A voice is important—if you’re lucky, you have one—but a worldview is much more important, a way of looking at the world and human beings with interest and ruthlessness and an open heart. Indeed, I would say one of the most common mistakes young writers make is that lack of open heart—they satirize their characters (I definitely did this), they poke fun, they feel they should know more than the characters or the readers. Some young writers make their need to be the smartest person involved in the project of their fiction palpable.

Who were some of your mentors early on?

I had great mentors at BU—I really had incredible luck with my teachers there, and I managed to talk my way into graduate workshops with both George Starbuck and Derek Walcott (Hon.’93). But the most important writing class I took was an undergraduate workshop with Sue Miller (GRS’80), who was so brilliant and generous and rigorous. She was an incredible teacher, and exactly the teacher I needed.

In graduate school, Allan Gurganus was my first teacher, another incredible stroke of luck. It’s an incredible coincidence, or no coincidence at all, that both Sue and Allan read their classes Grace Paley stories the last day of class. I still do this myself. I did it today at the last meeting of my undergraduate workshop.

In reading to your children, what favorite books are you revisiting? Which of those made you fall in love with words, and stories?

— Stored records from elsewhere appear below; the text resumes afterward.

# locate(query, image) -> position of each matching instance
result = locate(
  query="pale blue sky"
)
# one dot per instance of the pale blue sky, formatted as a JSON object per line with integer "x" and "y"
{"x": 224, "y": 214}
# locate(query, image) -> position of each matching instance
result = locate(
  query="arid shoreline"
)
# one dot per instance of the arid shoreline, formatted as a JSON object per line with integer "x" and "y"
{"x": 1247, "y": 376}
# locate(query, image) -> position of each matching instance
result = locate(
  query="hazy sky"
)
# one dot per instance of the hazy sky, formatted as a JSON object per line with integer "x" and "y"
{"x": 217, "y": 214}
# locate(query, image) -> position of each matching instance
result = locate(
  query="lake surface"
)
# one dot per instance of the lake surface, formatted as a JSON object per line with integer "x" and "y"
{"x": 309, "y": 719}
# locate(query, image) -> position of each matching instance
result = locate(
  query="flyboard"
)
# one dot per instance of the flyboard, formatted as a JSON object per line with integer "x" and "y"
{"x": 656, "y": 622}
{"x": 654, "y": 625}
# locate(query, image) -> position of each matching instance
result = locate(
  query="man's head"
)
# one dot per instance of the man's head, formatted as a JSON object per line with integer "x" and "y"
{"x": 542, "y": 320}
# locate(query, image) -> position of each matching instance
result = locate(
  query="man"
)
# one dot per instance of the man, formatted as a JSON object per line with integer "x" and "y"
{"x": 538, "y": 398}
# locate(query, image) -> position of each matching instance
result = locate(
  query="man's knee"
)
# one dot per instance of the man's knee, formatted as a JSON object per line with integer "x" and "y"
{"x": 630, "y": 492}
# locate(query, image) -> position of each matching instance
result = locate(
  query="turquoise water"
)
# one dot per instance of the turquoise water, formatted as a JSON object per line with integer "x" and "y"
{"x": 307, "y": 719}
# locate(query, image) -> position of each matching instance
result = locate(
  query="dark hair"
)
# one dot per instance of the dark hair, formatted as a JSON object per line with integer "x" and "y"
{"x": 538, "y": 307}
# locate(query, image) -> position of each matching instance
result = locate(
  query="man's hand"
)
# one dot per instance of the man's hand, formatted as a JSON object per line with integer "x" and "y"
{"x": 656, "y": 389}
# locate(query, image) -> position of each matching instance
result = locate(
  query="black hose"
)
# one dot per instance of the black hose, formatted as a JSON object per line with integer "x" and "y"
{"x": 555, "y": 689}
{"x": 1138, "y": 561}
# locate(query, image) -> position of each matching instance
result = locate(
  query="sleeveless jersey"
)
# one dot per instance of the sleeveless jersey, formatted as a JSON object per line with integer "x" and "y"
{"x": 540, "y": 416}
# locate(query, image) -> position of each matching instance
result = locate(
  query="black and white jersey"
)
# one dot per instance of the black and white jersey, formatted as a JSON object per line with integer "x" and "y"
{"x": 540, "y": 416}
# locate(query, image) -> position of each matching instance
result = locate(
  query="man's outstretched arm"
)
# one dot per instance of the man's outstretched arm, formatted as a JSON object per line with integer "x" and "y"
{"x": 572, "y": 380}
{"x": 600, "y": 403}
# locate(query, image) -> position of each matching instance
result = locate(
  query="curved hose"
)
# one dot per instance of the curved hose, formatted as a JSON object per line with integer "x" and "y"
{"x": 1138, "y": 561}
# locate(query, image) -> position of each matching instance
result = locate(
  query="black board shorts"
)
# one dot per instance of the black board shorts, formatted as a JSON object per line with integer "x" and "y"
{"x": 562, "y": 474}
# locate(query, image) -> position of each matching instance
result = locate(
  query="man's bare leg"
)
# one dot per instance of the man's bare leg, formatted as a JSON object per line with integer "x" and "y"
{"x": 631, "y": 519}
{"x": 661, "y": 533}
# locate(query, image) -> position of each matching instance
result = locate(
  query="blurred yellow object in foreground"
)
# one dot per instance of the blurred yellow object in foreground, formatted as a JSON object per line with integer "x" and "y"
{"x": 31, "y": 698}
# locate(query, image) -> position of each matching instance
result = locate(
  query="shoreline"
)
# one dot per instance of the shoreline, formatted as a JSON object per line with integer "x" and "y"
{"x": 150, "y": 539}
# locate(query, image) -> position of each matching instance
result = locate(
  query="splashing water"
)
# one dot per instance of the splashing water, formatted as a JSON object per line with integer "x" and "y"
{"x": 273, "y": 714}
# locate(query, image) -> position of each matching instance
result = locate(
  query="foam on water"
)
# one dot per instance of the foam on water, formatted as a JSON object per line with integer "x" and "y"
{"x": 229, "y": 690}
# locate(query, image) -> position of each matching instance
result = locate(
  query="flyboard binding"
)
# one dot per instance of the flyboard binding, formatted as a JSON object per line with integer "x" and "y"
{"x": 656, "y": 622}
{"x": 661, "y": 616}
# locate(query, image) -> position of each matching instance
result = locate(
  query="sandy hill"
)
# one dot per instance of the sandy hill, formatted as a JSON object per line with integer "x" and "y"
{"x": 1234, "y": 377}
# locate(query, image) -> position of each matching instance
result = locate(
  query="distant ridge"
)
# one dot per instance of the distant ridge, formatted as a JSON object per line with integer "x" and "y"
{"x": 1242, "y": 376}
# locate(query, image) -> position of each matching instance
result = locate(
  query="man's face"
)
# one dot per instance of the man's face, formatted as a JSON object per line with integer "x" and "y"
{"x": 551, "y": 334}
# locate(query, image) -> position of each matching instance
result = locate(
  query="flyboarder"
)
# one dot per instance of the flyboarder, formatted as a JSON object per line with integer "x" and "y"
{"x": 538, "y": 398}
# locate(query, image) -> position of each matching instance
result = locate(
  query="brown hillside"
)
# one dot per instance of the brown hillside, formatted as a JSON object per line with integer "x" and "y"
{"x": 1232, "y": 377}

I was shocked by how beautiful Peter Pan is, amazed at how lovely William Steig’s sentences are. I love Mary Poppins—the real Mary Poppins, of the books—all over again. When I was a kid we had a single book by an English writer and illustrator named Kathleen Hale, about an orange cat named Orlando. Now my kids now have a whole bunch of Orlando the Marmalade books. I think Hale is one of the great unsung geniuses of the 20th century. And when I was a child, Higglety Pigglety Pop by Maurice Sendak (Hon.’77) was one of my favorite books, and it still is, but for different reasons.

Many of your sentences are so breathtaking that I feel the need to read them aloud if I’m not alone. How much rewriting do you do, and do you ever spend a long time fiddling with one paragraph, one phrase?

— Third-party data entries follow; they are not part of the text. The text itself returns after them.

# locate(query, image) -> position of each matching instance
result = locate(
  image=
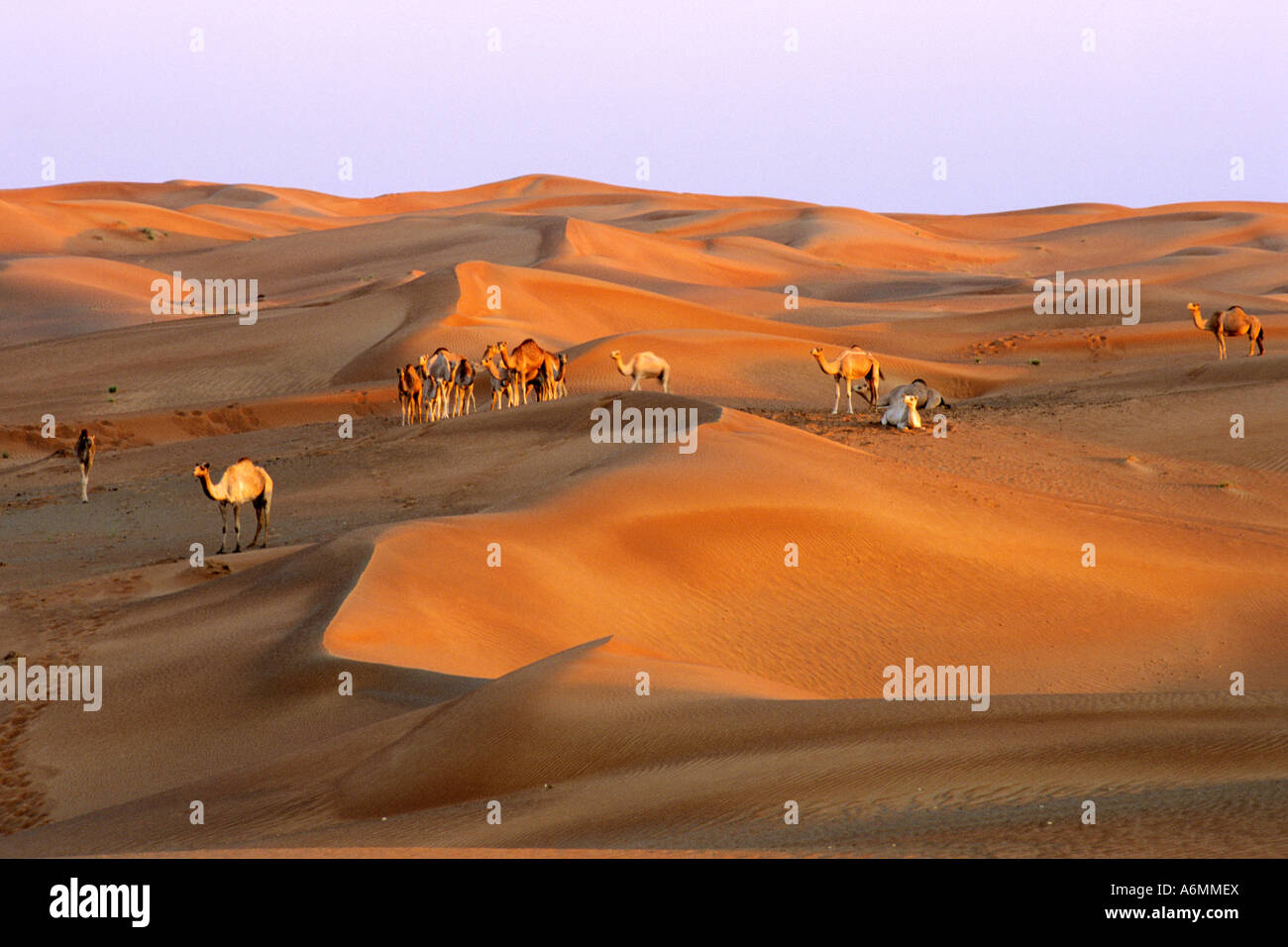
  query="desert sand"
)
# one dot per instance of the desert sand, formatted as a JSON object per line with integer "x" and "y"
{"x": 476, "y": 684}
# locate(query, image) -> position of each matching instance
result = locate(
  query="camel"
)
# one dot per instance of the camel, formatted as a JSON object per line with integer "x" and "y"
{"x": 561, "y": 388}
{"x": 410, "y": 393}
{"x": 509, "y": 368}
{"x": 550, "y": 384}
{"x": 463, "y": 379}
{"x": 850, "y": 367}
{"x": 926, "y": 395}
{"x": 903, "y": 414}
{"x": 526, "y": 361}
{"x": 500, "y": 379}
{"x": 1233, "y": 322}
{"x": 441, "y": 368}
{"x": 243, "y": 482}
{"x": 85, "y": 455}
{"x": 643, "y": 365}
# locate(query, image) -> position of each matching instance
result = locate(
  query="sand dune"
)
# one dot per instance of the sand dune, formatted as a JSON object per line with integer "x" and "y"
{"x": 496, "y": 583}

Language is incredibly important to me, though I would say it’s hard to break down exactly what tinkering is composition and what is revising. I don’t spend hours getting a sentence right—I’m much more concerned with getting paragraphs right, or pages—but when I revise I’m likely to take words out and put them back in 10 million ways. My major revisions are always on the level of plot, though. That’s where I make my biggest mistakes.

You wrote your memoir in three weeks and didn’t do much revising. Was this a one-time effort, propelled by profound experiences and colliding emotions? Are you more drawn to memoir now?

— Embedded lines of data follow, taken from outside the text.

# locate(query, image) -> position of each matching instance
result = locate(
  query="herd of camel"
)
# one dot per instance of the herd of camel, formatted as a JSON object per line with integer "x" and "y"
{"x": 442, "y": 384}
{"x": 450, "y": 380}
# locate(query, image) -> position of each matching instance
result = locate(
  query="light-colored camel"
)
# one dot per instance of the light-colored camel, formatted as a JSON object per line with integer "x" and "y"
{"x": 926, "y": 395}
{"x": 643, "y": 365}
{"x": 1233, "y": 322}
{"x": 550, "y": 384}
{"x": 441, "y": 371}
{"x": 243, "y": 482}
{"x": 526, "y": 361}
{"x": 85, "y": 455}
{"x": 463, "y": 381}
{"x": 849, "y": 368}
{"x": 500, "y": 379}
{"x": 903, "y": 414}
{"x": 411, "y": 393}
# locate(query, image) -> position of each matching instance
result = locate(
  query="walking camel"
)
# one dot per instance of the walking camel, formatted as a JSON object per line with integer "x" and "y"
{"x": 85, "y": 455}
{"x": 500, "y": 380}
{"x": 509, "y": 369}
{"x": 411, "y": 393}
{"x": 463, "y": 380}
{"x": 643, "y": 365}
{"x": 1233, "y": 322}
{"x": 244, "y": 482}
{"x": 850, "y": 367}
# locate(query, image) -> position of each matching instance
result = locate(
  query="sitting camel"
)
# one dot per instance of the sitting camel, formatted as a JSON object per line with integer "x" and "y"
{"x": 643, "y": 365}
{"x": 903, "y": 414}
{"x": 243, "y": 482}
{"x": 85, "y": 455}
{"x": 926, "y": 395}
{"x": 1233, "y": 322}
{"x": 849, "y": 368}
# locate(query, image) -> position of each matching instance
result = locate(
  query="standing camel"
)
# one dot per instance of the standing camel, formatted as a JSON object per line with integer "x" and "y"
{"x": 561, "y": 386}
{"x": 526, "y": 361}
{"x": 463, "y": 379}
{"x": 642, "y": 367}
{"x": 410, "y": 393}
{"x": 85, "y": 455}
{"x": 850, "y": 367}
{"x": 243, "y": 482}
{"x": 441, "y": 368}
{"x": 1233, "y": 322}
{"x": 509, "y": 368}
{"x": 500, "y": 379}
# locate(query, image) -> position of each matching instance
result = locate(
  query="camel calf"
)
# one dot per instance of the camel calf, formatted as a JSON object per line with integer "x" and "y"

I wrote that book starting when my son Gus was three weeks old. I wrote it when he napped, in little snatches, and I was sort of surprised when it ended up as a book. Writing it saved me. I wrote things down so I wouldn’t worry over them in my brain. I’m sure I’ll write essays, but I hope that life doesn’t give me enough material for another memoir.

Do you read reviews, and if so, do criticisms have any value for you or just make you regret reading them?

I do read reviews in newspapers and magazines. Everyone loves praise and everyone hates criticism, and I am no different. I love the praise and I don’t love the complaints. I try not to read Amazon or Goodreads reviews, not because I don’t care, but because I’m more likely to be driven nuts by the pure volume of them. One person’s opinion at a time I can handle. The aggregate, the grading, the average number of stars—that all gets under my skin in a way I wish it wouldn’t. I’m childish about it. Dude, why did you give me one star? You ruined my whole average! So I’m happier not looking.

What novelists do you cherish most? Who are you reading lately?

Well, I love Grace Paley—she never wrote a novel, but her work has meant more to me for a longer time than anyone I can think of. I was just talking to a graduate student about how much Gish Jen’s work means to me. Both of those writers are brilliant when it comes to combining the funny and the awful. The book I’ve just picked up because I missed it when it came out is Edwidge Danticat’s Brother, I’m Dying. I love her work.